Fuentes del Ejecutivo manifestaron a Efe su «malestar por la decisión de la Presidencia de la FAO de conceder a Brasil un receso de 30 minutos». «Según el reglamento, no se puede interrumpir una votación ya comenzada, por lo que desde el Gobierno denunciamos la pirueta de Brasil, que consideramos ilegal», indicaron fuentes del Gobierno.El representante de Hungría también protestó por el receso y el asesor jurídico de la FAO aseguró que, en ese momento, no se estaba realizando una votación sino que se había terminado la primera ronda. Mientras Moratinos se reunía en el receso con el grupo europeo, los 77 países no alineados hacían piña con Da Silva, incluidos los iberoamericanos, salvo México.

Zapatero paga y obtiene más funcionarios
El aumento de las aportaciones gubernamentales voluntarias a Naciones Unidas, a partir de la llegada al Gobierno de José Luis Rodríguez Zapatero, ha implicado una mayor presencia de españoles en este organismo.
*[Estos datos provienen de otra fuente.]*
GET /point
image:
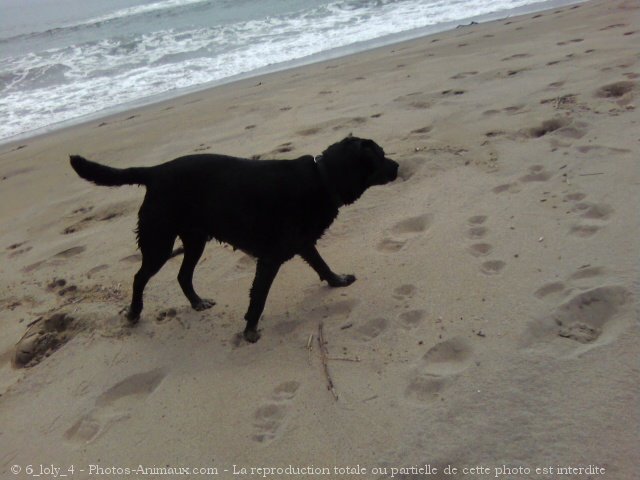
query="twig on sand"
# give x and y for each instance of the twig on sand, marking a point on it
(324, 358)
(310, 347)
(345, 359)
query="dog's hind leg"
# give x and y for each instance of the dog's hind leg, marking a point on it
(313, 258)
(266, 272)
(194, 243)
(155, 252)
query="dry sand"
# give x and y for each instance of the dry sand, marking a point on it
(494, 317)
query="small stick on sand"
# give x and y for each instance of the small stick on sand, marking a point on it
(324, 358)
(345, 359)
(310, 347)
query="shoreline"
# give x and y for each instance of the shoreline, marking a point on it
(493, 320)
(335, 54)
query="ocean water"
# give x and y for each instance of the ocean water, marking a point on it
(61, 60)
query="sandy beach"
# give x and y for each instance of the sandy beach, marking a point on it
(494, 322)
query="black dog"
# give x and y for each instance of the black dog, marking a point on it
(270, 209)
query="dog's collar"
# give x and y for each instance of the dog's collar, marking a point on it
(326, 181)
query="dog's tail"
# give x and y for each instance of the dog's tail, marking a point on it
(108, 176)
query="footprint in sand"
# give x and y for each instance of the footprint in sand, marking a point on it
(411, 318)
(593, 216)
(475, 233)
(587, 320)
(537, 173)
(403, 231)
(116, 404)
(588, 317)
(615, 90)
(270, 418)
(480, 249)
(371, 329)
(43, 337)
(546, 127)
(437, 368)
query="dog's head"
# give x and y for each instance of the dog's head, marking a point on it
(355, 164)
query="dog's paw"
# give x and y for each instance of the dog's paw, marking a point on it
(203, 304)
(251, 336)
(341, 280)
(132, 316)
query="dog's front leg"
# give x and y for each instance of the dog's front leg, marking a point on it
(266, 271)
(313, 258)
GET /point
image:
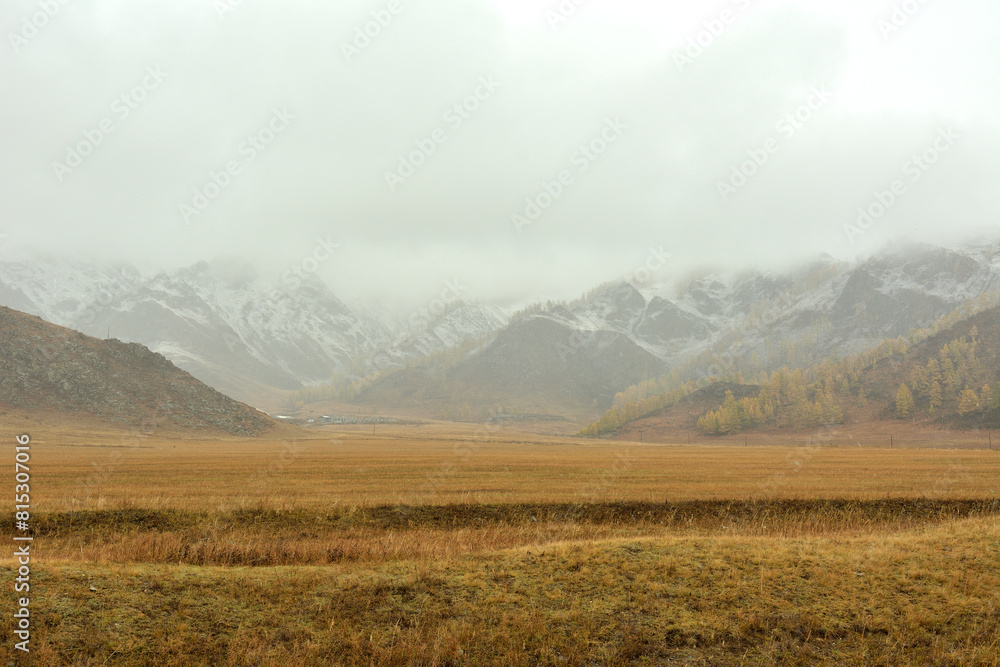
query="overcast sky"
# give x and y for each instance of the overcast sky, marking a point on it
(313, 118)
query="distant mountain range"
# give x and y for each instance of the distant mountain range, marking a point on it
(45, 368)
(238, 333)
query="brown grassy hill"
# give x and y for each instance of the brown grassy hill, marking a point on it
(46, 368)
Aunque esa representación es aún pequeña, se ha duplicado en los últimos años. Así, en los fondos y programas se ha incrementado de 79 en 2004 a 182 el año pasado. Lo mismo ha ocurrido en la Secretaría General, donde en abril trabajaban ya 388 españoles, cuando hace 7 años eran sólo 218. De ellos, destacan un secretario general adjunto, dos subsecretarios generales y el general al mando de la misión en Líbano.